Fact: Unfortunately, losing weight doesn't mean you'll lose the stretch marks. In fact, weight loss can sometimes cause stretch marks to appear more noticeable because the skin becomes looser and less taut.
Myth: You can't do anything about stretch marks.
Fact: You can. Increasing the moisture content of skin keeps it more elastic and less apt to tear and form stretch marks, even during pregnancy. Plus, if they do appear, research has shown that certain products and treatments can improve how they look and feel. Mederma® Stretch Marks Therapy can both help prevent stretch marks2and improve the appearance of existing stretch marks. . For expecting moms, it may be used beginning in the second trimester and while breastfeeding.
Myth: There's no need to take care of stretch marks.
Fact: This might be the biggest myth. It is true that stretch marks rarely cause medical problems. But for some people, they cause embarrassment and distress.3 That's why dermatologists (doctors who specialize in skin conditions) and researchers have worked hard to find ways to treat them.
REFERENCES:
  1. Striae Distensae (Stretch Marks) and Different Modalities of Therapy: An Update, Dermatologic Surgery, April 2009.
  2. Mederma® Stretch Marks Therapy is clinically shown to increase the moisture content of the skin, thereby helping to keep skin more elastic and less apt to tear and form stretch marks.
  3. 2011 Survey Conducted by Merz North America, Inc.

Caring for stretch marks


The best way is to keep them from appearing in the first place. Mederma® Stretch Marks Therapy increases the moisture content of skin. Moisturized, supple skin is more elastic and less apt to form stretch marks. If you're pregnant, you may begin using it as soon as the second trimester. For existing stretch marks, experts believe that the most effective way to reduce them is to begin care as soon as possible, preferably when the marks first form1. But even those with older stretch marks have options to improve how they look and feel.
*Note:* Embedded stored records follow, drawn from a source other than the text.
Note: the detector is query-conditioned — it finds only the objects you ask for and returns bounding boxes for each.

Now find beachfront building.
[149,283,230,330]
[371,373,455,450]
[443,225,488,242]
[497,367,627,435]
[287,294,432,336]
Dermatologists and researchers report that:

  • Creams with onion extract, like Mederma® Stretch Marks Therapy, can significantly improve the softness, texture and appearance of stretch marks.2
  • Heavy moisturizers and other over-the-counter products that are good for hydrating the skin can sometimes make stretch marks softer, look better and can reduce itchiness.
  • Self-tanners and sunless tanning products can help camouflage stretch marks. (But avoid suntans and tanning beds, because they not only can make the stretch marks appear worse, they're also not good for the health of your skin.)
  • Prescription cream with tretinoin (which comes from Vitamin A) can reduce the length and width of stretch marks when they are new, though it's not recommended for pregnant or nursing mothers.
  • Chemical peels can improve how skin feels and looks.
  • Laser therapy can improve the color of stretch marks and how elastic, or flexible, the skin is.

Talk to your doctor or dermatologist about options that might be best for you.

REFERENCES:
  1. Striae Distensae (Stretch Marks) and Different Modalities of Therapy: An Update, Dermatologic Surgery, April 2009.
  2. SKINmed: Dermatology for the Clinician, April 2010.